Guidelines on treating ankylosing spondylitis and spondylarthritis in Korea and other countries have a tendency to emphasize starting the first-line treatment with nonsteroidal anti-inflammatory drugs (NSAIDs) in patients showing symptoms.
And for patients not sufficiently benefiting from NSAIDs, the treatment guidelines recommend using biologics like TNF alpha inhibitor, considering the patient’s disease activity.
And in 2016, a guideline by Assessment of Spondyloarthritis International Society/ European League Against Rheumatism (ASAS-EULAR) recommended using TFN alpha inhibitor for first-line biologics with the most amount of clinical data accumulated, but also recommended switching to other TNF alpha inhibitor or interleukin (IL)-17 inhibitor options when showing no response to the initial option.
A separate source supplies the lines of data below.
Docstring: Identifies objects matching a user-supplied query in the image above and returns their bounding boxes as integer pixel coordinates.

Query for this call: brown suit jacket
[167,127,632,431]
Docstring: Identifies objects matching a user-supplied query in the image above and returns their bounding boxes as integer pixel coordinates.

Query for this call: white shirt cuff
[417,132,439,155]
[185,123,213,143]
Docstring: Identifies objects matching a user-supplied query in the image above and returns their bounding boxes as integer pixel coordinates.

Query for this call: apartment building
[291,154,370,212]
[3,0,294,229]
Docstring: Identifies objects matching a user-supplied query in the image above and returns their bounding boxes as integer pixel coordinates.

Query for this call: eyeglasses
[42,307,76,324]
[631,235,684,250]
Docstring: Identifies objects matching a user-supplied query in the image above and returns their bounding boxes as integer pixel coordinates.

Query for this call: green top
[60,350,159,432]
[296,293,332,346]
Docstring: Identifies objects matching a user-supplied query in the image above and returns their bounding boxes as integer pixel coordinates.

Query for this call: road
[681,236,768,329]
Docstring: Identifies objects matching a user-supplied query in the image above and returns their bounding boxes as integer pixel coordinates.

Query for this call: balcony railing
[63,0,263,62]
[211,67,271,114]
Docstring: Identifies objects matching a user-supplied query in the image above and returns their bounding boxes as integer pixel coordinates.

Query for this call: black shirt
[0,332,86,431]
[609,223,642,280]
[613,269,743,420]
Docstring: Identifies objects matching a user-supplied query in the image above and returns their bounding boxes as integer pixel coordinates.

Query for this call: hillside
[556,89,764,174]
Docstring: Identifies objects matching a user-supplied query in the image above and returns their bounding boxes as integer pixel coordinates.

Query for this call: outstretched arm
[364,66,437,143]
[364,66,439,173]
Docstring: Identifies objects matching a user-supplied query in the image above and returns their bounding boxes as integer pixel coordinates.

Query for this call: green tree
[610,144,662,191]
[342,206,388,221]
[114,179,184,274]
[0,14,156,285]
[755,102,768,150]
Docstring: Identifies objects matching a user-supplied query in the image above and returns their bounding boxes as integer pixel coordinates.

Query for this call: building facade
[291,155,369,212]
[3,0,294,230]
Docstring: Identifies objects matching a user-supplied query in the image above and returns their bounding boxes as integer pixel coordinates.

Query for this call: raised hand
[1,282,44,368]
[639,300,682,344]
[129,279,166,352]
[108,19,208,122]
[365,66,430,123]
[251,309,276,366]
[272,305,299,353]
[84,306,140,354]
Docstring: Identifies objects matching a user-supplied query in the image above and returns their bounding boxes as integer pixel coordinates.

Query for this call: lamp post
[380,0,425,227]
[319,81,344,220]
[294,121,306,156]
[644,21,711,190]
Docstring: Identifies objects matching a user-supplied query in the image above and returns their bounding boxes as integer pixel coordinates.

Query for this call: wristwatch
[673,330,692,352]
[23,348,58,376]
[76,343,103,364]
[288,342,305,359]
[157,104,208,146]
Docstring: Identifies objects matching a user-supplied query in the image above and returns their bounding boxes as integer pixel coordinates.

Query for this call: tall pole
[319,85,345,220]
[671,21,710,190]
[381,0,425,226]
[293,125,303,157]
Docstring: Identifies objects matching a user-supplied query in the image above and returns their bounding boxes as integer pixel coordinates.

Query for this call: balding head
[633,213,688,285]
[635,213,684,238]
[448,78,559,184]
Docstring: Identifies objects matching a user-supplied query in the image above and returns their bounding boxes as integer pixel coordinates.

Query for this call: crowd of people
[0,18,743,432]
Moreover, American College of Rheumatology (ACR) and Spondyloarthritis Research and Treatment Network (SPARTAN) updated their guidelines last year and made a notable recommendation of using oral JAK inhibitor Xeljanz (tofacitinib) with an ongoing Phase III clinical study, besides using biologics like TNF alpha inhibitor (injection) and IL-17 inhibitor.
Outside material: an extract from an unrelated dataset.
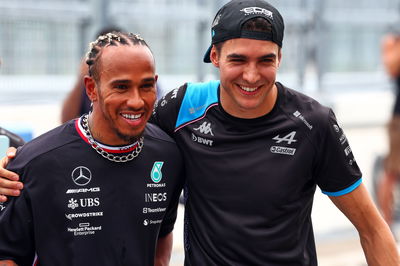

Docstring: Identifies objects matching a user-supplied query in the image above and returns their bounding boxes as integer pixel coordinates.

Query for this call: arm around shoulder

Also, instead of using Cosentyx (secukinumab) that received approval first, the updated recommendations mentioned of using Taltz (ixekixumab) and TNF alpha’s biosimilars approved for use in Korea recently.
Professor Nam Seoung Wan of Rheumatology Department at Wonju Severance Christian Hospital explained “Other than tofacitinib, various JAK inhibitors like upadacitinib have been tried on treating patients with ankylosing spondylitis.
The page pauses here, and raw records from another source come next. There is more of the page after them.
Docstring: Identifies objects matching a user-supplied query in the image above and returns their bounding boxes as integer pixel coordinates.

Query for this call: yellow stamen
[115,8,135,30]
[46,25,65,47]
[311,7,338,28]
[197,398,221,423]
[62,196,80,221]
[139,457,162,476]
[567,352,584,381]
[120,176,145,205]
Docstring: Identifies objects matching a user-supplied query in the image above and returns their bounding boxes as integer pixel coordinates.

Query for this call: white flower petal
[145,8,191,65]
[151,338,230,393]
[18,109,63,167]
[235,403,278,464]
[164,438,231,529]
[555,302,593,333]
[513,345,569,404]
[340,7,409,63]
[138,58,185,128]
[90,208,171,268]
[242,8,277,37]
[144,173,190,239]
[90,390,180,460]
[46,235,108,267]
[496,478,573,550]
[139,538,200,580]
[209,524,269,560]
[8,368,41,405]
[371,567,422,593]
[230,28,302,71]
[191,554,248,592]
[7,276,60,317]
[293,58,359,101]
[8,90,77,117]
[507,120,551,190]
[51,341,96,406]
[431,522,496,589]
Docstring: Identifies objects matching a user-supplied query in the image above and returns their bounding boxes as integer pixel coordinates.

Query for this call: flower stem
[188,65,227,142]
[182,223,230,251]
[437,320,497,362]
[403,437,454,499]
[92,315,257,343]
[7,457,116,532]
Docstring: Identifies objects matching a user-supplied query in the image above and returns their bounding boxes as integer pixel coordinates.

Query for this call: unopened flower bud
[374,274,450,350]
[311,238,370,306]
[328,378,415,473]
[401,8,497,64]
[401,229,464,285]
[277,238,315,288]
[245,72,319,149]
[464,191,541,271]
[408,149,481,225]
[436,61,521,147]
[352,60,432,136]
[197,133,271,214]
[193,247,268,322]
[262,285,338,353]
Compared to other biologics, JAK inhibitors have a great advantage in medication convenience with oral administration.” However, the professor stated the treatment’s limitation is its underperforming response rate at week 12 compared to existing TNF alpha inhibitor and IL-17 inhibitor options, regardless of its better effect confirmed in head-to-head Phase II study.
Professor Nam stressed, “Continuous search for more treatment options in diverse biologics are encouraging for patient treatment, because each biologics have different effects on various symptoms apparent in many organs including ankylosing spondylitis, and also they bring out respective adverse reaction like risk in tuberculosis relapse.” However, the professor claimed the prescribers should be well aware of issues regarding tolerance development when using biologics for a long term.
Professor Nam said, “Repetitive use of biologics could possibly diminish the effect of the drug gradually due to patient’s immune response on the drugs like developing an antibody on specific medicine.
As for rheumatoid arthritis, there was a report claiming such tolerance is less likely to be developed when combining TNF alpha inhibitor and methotrexate (MTX).
But there has not been any clinical evidence reported on the benefit of using MTX combination therapy on ankylosing spondylitis.” The professor added, “However, a number of treatment strategy could be considered depending on the patient’s clinical state, as various biologic treatment options have been recently introduced to treat patients with ankylosing spondylitis.
And each biologics show different rate of antibody development and reaction depending on the patients.”